Dos Anjos’ move to 170 pounds demonstrated what a great and well-rounded fighter he really is. The Brazilian remains a physical pressure fighter, but dos Anjos works in larger combinations and pushes an even heavier pace now that he’s facing a less-drastic weight cut. The result is a trio of excellent wins, enough to earn this title shot. Meanwhile, Covington was picked up pretty quick by UFC after just five professional fights. In the previous four years, Covington has won eight of nine bouts, including his previous five. Consistent success aside, Covington’s troll persona has earned him plenty of vitriol and likely helped secure this opportunity.
Let’s take a closer look at the keys to victory for each man:
Rafael dos Anjos
Key Wins: Robbie Lawler (UFC on FOX 26), Neil Magny (UFC 215), Tarec Saffiedine (UFC Fight Night 111), Anthony Pettis (UFC 185), Ben Henderson (UFC Fight Night 49), Donald Cerrone (UFC on FOX 17, UFC Fight Night 27)
Key Losses: Eddie Alvarez (UFC Fight Night 90), Tony Ferguson (UFC Fight Night 98), Khabib Nurmagomedov (UFC on FOX 11)
Keys to Victory: “RDA” has built up a pretty mind-blowing resume of excellent wins. The Brazilian is incredibly well-rounded: a dangerous Muay Thai fighter effective at any range, a high-level Brazilian jiu-jitsu black belt, and is more than capable of dumping fighters to the mat.
All that said, Covington is a dangerous match up for dos Anjos. The wrestler has the type of endless conditioning and excellent chain wrestling that has frustrated dos Anjos in the past, and that’s likely a strategy that will be even more effective now that “RDA” does not hold much of a size advantage.
For dos Anjos, the key is to wear down Covington. Realistically, Covington has to win a decision, whereas “RDA” is far more likely to stop “Chaos.” Dos Anjos should walk down Covington as usual, but with an extra focus on kicking the legs and body. When Covington does push back to shoot, dos Anjos should be looking to tag the American with counters and chip away at him.
Covington’s gas tank may be deep, but absorbing damage consistently will create leaks.
Key Wins: Demian Maia (UFC Fight Night 119), Dong Hyun Kim (UFC Fight Night 111), Bryan Barberena (UFC on FOX 22), Mike Pyle (UFC 187)
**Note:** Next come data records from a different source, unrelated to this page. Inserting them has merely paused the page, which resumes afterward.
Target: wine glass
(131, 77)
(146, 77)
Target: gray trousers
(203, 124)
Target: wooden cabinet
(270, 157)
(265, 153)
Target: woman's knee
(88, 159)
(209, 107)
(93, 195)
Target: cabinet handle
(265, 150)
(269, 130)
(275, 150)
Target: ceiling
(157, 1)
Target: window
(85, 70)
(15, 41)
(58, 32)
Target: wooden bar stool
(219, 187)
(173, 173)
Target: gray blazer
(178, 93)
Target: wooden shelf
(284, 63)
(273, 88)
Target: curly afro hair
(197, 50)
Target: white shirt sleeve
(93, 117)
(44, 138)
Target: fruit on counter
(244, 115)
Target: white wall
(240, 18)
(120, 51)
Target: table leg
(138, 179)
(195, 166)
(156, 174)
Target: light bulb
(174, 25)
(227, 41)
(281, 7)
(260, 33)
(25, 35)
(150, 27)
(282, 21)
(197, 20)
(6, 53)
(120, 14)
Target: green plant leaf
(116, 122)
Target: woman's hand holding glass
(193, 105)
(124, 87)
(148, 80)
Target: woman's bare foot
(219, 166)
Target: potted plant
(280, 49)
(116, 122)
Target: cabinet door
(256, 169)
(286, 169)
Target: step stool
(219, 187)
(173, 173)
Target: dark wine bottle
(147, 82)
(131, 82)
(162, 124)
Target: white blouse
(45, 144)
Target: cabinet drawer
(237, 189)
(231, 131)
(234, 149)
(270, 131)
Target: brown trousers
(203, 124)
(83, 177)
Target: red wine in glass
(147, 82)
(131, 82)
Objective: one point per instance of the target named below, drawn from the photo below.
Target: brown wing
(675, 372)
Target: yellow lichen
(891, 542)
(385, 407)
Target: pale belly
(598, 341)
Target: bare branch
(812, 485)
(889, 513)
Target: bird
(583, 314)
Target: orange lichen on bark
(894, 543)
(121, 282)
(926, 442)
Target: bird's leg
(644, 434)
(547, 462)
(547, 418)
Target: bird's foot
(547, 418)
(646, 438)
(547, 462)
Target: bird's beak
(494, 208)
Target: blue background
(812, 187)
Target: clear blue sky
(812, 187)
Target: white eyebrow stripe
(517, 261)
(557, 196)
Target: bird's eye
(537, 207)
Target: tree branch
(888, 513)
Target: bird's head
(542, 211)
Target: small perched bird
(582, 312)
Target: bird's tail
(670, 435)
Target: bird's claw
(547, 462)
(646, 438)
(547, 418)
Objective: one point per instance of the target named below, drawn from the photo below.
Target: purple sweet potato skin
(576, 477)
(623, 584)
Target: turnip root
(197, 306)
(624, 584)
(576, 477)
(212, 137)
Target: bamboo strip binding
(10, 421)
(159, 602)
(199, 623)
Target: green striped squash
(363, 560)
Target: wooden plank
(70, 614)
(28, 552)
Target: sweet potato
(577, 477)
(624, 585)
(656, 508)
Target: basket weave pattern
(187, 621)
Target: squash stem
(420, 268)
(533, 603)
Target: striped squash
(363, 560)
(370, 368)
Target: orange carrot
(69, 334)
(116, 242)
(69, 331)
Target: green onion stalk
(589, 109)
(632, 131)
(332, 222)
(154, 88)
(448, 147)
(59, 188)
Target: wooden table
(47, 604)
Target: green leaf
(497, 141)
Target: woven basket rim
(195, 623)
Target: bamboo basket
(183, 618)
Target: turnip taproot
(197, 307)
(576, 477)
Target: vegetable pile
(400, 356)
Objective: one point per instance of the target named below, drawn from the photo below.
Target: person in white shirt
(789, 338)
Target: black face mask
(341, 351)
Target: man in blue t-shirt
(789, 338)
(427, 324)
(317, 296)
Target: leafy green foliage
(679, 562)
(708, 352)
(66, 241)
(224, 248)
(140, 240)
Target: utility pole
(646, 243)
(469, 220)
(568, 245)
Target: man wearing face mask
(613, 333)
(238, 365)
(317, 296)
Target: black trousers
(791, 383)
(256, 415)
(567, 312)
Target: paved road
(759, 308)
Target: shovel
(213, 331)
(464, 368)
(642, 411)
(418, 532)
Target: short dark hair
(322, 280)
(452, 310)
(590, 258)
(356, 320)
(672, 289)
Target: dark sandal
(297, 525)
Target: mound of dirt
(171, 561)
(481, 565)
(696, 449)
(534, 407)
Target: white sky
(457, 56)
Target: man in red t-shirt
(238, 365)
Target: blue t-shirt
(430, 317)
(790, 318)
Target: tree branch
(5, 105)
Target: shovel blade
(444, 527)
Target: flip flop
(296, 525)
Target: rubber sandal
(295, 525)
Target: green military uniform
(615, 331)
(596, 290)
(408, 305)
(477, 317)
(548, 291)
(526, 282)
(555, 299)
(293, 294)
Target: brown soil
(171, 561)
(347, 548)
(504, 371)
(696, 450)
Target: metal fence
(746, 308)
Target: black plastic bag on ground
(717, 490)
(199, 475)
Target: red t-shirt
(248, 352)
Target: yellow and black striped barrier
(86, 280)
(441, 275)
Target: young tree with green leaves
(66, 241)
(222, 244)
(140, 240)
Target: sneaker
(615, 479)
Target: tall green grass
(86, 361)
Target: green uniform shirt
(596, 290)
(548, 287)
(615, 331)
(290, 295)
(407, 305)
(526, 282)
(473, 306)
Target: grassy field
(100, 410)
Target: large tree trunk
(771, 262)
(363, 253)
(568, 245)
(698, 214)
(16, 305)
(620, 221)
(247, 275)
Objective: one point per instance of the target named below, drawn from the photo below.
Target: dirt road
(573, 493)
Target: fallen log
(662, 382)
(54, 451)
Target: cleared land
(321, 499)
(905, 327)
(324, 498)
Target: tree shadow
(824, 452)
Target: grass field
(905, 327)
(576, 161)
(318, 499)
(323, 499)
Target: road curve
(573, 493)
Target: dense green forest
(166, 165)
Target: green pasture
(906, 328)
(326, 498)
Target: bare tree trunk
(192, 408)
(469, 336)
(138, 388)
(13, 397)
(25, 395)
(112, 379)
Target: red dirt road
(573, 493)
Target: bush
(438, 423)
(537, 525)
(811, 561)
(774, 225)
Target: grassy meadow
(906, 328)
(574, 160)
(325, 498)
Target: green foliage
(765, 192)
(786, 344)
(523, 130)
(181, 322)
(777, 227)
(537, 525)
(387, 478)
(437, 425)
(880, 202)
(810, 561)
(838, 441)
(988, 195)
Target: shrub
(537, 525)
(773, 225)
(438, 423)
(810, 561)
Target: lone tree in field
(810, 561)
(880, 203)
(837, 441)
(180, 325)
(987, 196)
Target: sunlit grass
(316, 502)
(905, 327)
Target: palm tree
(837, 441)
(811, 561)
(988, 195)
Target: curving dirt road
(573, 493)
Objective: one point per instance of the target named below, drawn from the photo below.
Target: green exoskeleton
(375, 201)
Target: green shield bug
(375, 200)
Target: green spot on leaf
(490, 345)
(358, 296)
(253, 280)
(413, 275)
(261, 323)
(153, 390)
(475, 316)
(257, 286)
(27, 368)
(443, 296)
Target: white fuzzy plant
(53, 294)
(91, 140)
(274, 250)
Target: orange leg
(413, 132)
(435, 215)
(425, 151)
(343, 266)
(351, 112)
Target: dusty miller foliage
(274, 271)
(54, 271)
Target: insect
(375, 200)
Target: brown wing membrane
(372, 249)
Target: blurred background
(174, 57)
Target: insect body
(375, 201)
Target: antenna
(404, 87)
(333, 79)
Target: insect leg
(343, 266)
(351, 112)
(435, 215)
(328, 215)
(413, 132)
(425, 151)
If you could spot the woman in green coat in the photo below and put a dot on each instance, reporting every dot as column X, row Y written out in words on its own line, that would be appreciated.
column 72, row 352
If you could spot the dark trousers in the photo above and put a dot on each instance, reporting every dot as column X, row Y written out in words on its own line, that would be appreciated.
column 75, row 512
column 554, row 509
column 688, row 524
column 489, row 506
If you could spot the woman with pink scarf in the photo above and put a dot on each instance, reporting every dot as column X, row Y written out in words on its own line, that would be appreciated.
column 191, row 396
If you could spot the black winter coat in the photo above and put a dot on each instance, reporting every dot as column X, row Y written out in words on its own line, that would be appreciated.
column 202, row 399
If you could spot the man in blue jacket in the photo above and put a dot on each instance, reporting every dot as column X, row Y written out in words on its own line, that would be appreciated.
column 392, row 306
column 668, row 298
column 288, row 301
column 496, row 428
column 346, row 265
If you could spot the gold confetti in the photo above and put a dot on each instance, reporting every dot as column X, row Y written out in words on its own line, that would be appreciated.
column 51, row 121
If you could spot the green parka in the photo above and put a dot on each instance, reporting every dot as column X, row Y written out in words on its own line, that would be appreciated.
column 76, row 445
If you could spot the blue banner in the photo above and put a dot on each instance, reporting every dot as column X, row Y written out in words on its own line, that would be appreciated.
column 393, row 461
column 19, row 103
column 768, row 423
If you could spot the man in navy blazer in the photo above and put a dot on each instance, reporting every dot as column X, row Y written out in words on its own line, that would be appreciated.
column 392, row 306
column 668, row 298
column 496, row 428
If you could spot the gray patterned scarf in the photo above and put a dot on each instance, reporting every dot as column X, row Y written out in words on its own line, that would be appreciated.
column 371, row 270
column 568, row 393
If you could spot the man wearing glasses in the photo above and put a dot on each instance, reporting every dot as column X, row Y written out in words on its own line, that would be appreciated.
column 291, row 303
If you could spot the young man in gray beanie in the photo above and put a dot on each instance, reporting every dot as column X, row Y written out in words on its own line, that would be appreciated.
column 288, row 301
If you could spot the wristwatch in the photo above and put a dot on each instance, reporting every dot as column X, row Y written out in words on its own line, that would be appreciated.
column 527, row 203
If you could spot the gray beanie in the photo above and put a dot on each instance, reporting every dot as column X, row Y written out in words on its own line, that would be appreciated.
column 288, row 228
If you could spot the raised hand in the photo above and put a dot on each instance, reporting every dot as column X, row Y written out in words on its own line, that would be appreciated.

Key Losses: Warlley Alves (UFC 194)
Keys to Victory: A Division 1 All-American wrestler, Covington is one of the most relentless grinders to grace the Octagon in years. The Southpaw is reasonably effective on his feet as well, even if his purposely awkward stance opposite Maia drew criticism. Even in that bout, Covington quickly took over on the feet and battered Maia by the end.
In this bout, pressure is the name of the game. Covington does not want to end up on the end of dos Anjos’ punches and kicks, he wants to back the Brazilian into the fence. Dos Anjos is a capable counter puncher to be sure, but he’s far less damaging from his back foot.
Once dos Anjos is reacting to Covington’s punches, he can level change into a shot. He may not be able to get “RDA” down with the first shot, but Covington chains takedowns excellently and never gives his foe an inch of space. Once on top, Covington is in his wheelhouse and can begin to break down the veteran.
Bottom Line: It’s a very entertaining match up for the interim title.
Interim or no, this is a big moment for dos Anjos, who has an opportunity to become a two-division champ. Sure, there’s something of an asterisk there until he were to defeat Woodley — a very possible outcome — but history never remembers the asterisk. With a win, “RDA” will get a second belt in a second weight class, and that puts him on a shortlist of legendary fighters.
A loss is a definite setback for dos Anjos. At 33 years of age and 14 years deep into his professional career, it’s unlikely that dos Anjos will get much better, so it’s really now-or-never regarding a second title reign.
Covington, alternatively, is still young in his career. This is a major opportunity for “Chaos,” but it will not be his last one regardless of the result, especially since so many fight fans want to see him get beat up. Should Covington come out on top, he’s officially walking the walk to match his trash talk. It also sets up a grudge match with Tyron Woodley later in the year, which will be a very interesting contest as well.
At UFC 225, Rafael dos Anjos and Colby Covington will fight for the interim title. Which man will leave the cage with a new belt?